Red Iran, blue Iran
Talk about a byline and a dateline that raised some eyebrows! The online folks at New York Magazine asked the obvious question in this headline: "Why Is Times Executive Editor Bill Keller in Iran?" Sitting in New Delhi, I really appreciated Bill Keller's analysis piece called "Memo From Tehran -- Reverberations as Door Slams on Hope of Change," primarily because I read it as an expression of the grief that many mainstream journalists are feeling right now. I mean, how could the "moderate" Muslims lose? The editor of the Times is surely speaking for his colleagues and their contacts in elite Islamic studies departments everywhere when he writes:
It is impossible to know for sure how much the ostensible re-election of Mahmoud Ahmadinejad represents the preference of an essentially conservative Iranian public and how much, as opposition voters passionately believe, it is the imposed verdict of a fundamentally authoritarian regime.
But for those who dreamed of a gentler Iran, Saturday was a day of smoldering anger, crushed hopes and punctured illusions, from the streets of Tehran to the policy centers of Western capitals.
As I have been saying for several years, the mainstream press has been torn between two "big ideas" when it comes to Islam. The first is this: "Islam is a religion of peace." The second is: "There is no one Islam." The problem, of course, is that these two messages clash. Clearly, many Muslims do want to reach some form of peace with core values in the modern world (think article 18 in the Universal Declaration of Human Rights) . However, there is no one Islam. Many Muslims do not want, for example, to allow people to convert to other faiths. Many do not want free speech, if that means blasphemy. There may even be Muslims who disagree with President Barack Obama.
Clearly, people in Iran are divided. Clearly, no matter how the votes were counted, there is a serious division between the urban elites -- the kinds of people who are willing to talk to reporters -- and people who live out in what you might call the flyover zones of rural Iran.
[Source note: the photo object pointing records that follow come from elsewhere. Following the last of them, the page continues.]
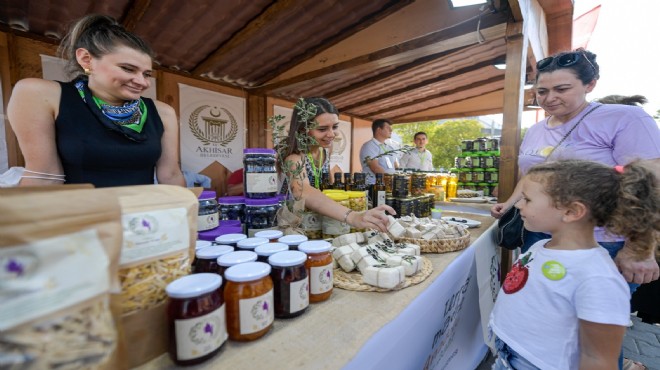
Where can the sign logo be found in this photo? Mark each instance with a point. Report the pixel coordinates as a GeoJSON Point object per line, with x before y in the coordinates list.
{"type": "Point", "coordinates": [216, 127]}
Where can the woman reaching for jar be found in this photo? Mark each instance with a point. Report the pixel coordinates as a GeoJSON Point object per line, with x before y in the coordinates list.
{"type": "Point", "coordinates": [97, 128]}
{"type": "Point", "coordinates": [316, 122]}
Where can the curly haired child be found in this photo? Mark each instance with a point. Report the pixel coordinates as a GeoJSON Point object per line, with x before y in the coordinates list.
{"type": "Point", "coordinates": [564, 304]}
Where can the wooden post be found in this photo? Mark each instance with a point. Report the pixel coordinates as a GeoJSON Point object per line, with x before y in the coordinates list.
{"type": "Point", "coordinates": [514, 80]}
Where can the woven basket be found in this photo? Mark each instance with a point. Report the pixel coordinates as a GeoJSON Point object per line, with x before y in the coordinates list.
{"type": "Point", "coordinates": [439, 245]}
{"type": "Point", "coordinates": [353, 280]}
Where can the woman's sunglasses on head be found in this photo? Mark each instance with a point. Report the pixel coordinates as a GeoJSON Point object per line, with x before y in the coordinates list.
{"type": "Point", "coordinates": [565, 60]}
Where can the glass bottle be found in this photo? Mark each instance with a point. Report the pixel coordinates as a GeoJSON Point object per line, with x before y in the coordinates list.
{"type": "Point", "coordinates": [378, 191]}
{"type": "Point", "coordinates": [338, 184]}
{"type": "Point", "coordinates": [348, 181]}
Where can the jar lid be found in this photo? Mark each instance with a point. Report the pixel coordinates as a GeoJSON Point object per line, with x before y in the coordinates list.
{"type": "Point", "coordinates": [236, 257]}
{"type": "Point", "coordinates": [229, 223]}
{"type": "Point", "coordinates": [269, 234]}
{"type": "Point", "coordinates": [230, 238]}
{"type": "Point", "coordinates": [231, 200]}
{"type": "Point", "coordinates": [262, 202]}
{"type": "Point", "coordinates": [337, 197]}
{"type": "Point", "coordinates": [210, 235]}
{"type": "Point", "coordinates": [315, 246]}
{"type": "Point", "coordinates": [213, 251]}
{"type": "Point", "coordinates": [287, 258]}
{"type": "Point", "coordinates": [251, 243]}
{"type": "Point", "coordinates": [293, 239]}
{"type": "Point", "coordinates": [247, 271]}
{"type": "Point", "coordinates": [207, 195]}
{"type": "Point", "coordinates": [202, 244]}
{"type": "Point", "coordinates": [258, 151]}
{"type": "Point", "coordinates": [269, 249]}
{"type": "Point", "coordinates": [193, 285]}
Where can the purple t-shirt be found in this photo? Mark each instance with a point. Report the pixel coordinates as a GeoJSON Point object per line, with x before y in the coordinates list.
{"type": "Point", "coordinates": [613, 134]}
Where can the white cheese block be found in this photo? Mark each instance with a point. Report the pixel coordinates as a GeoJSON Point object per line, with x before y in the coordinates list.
{"type": "Point", "coordinates": [412, 232]}
{"type": "Point", "coordinates": [384, 277]}
{"type": "Point", "coordinates": [411, 264]}
{"type": "Point", "coordinates": [343, 257]}
{"type": "Point", "coordinates": [363, 259]}
{"type": "Point", "coordinates": [396, 229]}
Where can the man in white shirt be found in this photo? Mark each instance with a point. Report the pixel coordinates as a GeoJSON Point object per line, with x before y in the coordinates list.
{"type": "Point", "coordinates": [420, 159]}
{"type": "Point", "coordinates": [382, 130]}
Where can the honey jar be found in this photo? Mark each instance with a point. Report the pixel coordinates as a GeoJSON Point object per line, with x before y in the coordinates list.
{"type": "Point", "coordinates": [319, 269]}
{"type": "Point", "coordinates": [196, 318]}
{"type": "Point", "coordinates": [249, 301]}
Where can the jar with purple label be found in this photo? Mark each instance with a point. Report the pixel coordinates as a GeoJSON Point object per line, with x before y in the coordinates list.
{"type": "Point", "coordinates": [259, 173]}
{"type": "Point", "coordinates": [261, 214]}
{"type": "Point", "coordinates": [290, 283]}
{"type": "Point", "coordinates": [206, 258]}
{"type": "Point", "coordinates": [196, 318]}
{"type": "Point", "coordinates": [207, 215]}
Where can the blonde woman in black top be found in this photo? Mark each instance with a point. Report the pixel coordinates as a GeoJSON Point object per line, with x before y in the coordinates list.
{"type": "Point", "coordinates": [97, 128]}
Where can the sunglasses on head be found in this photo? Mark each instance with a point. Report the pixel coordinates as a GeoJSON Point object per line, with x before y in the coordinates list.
{"type": "Point", "coordinates": [565, 60]}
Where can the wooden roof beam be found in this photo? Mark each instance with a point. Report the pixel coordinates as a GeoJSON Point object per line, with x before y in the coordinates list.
{"type": "Point", "coordinates": [451, 38]}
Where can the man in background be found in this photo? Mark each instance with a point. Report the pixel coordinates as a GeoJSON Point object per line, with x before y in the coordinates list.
{"type": "Point", "coordinates": [419, 159]}
{"type": "Point", "coordinates": [382, 130]}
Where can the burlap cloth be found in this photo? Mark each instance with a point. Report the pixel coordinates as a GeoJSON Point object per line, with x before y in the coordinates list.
{"type": "Point", "coordinates": [329, 334]}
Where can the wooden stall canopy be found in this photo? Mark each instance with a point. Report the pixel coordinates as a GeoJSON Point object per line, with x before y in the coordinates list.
{"type": "Point", "coordinates": [405, 60]}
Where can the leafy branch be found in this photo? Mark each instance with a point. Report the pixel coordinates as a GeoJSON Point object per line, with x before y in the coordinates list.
{"type": "Point", "coordinates": [294, 170]}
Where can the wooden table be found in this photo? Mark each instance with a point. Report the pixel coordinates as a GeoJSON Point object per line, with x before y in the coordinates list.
{"type": "Point", "coordinates": [331, 333]}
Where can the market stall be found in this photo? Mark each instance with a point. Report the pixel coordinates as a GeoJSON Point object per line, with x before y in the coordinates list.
{"type": "Point", "coordinates": [429, 325]}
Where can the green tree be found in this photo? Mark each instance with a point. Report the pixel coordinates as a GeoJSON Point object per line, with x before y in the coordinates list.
{"type": "Point", "coordinates": [444, 137]}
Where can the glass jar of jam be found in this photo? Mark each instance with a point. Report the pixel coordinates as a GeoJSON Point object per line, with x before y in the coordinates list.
{"type": "Point", "coordinates": [264, 251]}
{"type": "Point", "coordinates": [293, 240]}
{"type": "Point", "coordinates": [206, 258]}
{"type": "Point", "coordinates": [234, 258]}
{"type": "Point", "coordinates": [400, 185]}
{"type": "Point", "coordinates": [248, 244]}
{"type": "Point", "coordinates": [249, 301]}
{"type": "Point", "coordinates": [418, 184]}
{"type": "Point", "coordinates": [230, 239]}
{"type": "Point", "coordinates": [261, 214]}
{"type": "Point", "coordinates": [271, 235]}
{"type": "Point", "coordinates": [259, 173]}
{"type": "Point", "coordinates": [232, 208]}
{"type": "Point", "coordinates": [207, 215]}
{"type": "Point", "coordinates": [196, 318]}
{"type": "Point", "coordinates": [333, 228]}
{"type": "Point", "coordinates": [290, 283]}
{"type": "Point", "coordinates": [319, 269]}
When you read Keller, you have to feel his pain as he wrestles with these multiple forms of Islam. How could the "moderates" lose? How could our sources have been wrong?
Read between the lines, as Keller describes what is at stake:
Far off, President Obama and other Western leaders who had seen a better relationship with Iran as potentially helpful in resolving the problems of Afghanistan, Iraq and nuclear proliferation faced the prospect of doing business with a man who, in addition to being a Holocaust-denying hard-liner, now stands suspected in a sham election.
There were some important constituencies that took satisfaction from the outcome. Domestically, Mr. Ahmadinejad appealed to the fears of the more pious and poor who had found change unsettling. This included those alarmed by the days of political street carnival preceding the election and those (not just men) put off by Mr. Moussavi's attention to the traditional, second-class role of women in this paternalistic quasi-theocracy.
Honestly, try to feel this main's pain:
Among downcast Iranian journalists and academics, the chatter focused on why the interlocking leadership of clerics, military officers and politicians, without whose acquiescence little of importance happens, decided to stick with Mr. Ahmadinejad. Did they panic at the unexpected passion for change that arose in the closing weeks of the Moussavi campaign? Did Mr. Moussavi go too far in his promises of women's rights, civil freedom and a more conciliatory approach to the West? Or was the surge an illusion after all, the product of wishful thinking?
So the "pious and poor" united -- in ballots and in corruption -- to hang on to their "paternalistic quasi-theocracy."
Please understand: My feelings are very similar to those of Keller, as I watch the drama unfolding in Tehran. Yet one also has to ask whether Tehran equals Iran. Journalist have to ask, at some point, if urban university faculty members are the best sources, when it comes to determining what is happening in modern Islam. After all, there is no one Islam. The question is this: Which Islam is growing? Which is in decline? Who represents the future of this complex faith, in Iran and elsewhere?
Keller is not alone, in this yearning for the victory of an Islam that will compromise with modernity and the West. Here is how the Los Angeles Times described the crowd at one of the protest rallies:
The massive, diverse gathering refuted the charge by Ahmadinejad supporters and some Western analysts that Mousavi's support was drawn from the wealthy and educated in northern Tehran.
In the crowd, women in flowing black chadors mingled with factory owners. College students wearing headbands and ribbons of green, the color of the Mousavi campaign, walked side by side next to government employees with salt-and-pepper hair. Bazaar laborers in black T-shirts and motorcycle deliverymen with grime on their fingers waved their hands in the air alongside elegantly coiffed women sporting designer sunglasses.
As stated often here at GetReligion, we need to know more about a crucial element of this story. We need to know more about the religious and cultural issues at the heart of this divide in Iran and elsewhere in the Muslim world (think Pakistan or Northern Virginia).
It's good to continue mentioning women's rights. But there are other issues at stake, linked to free speech, freedom of association and freedom of conscience. Tell us more about what the "moderates" believe. Tell us more about their doctrinal differences with the hardliners. Take the religious issues seriously.
Right now, ournalists need to think, as well as grieve.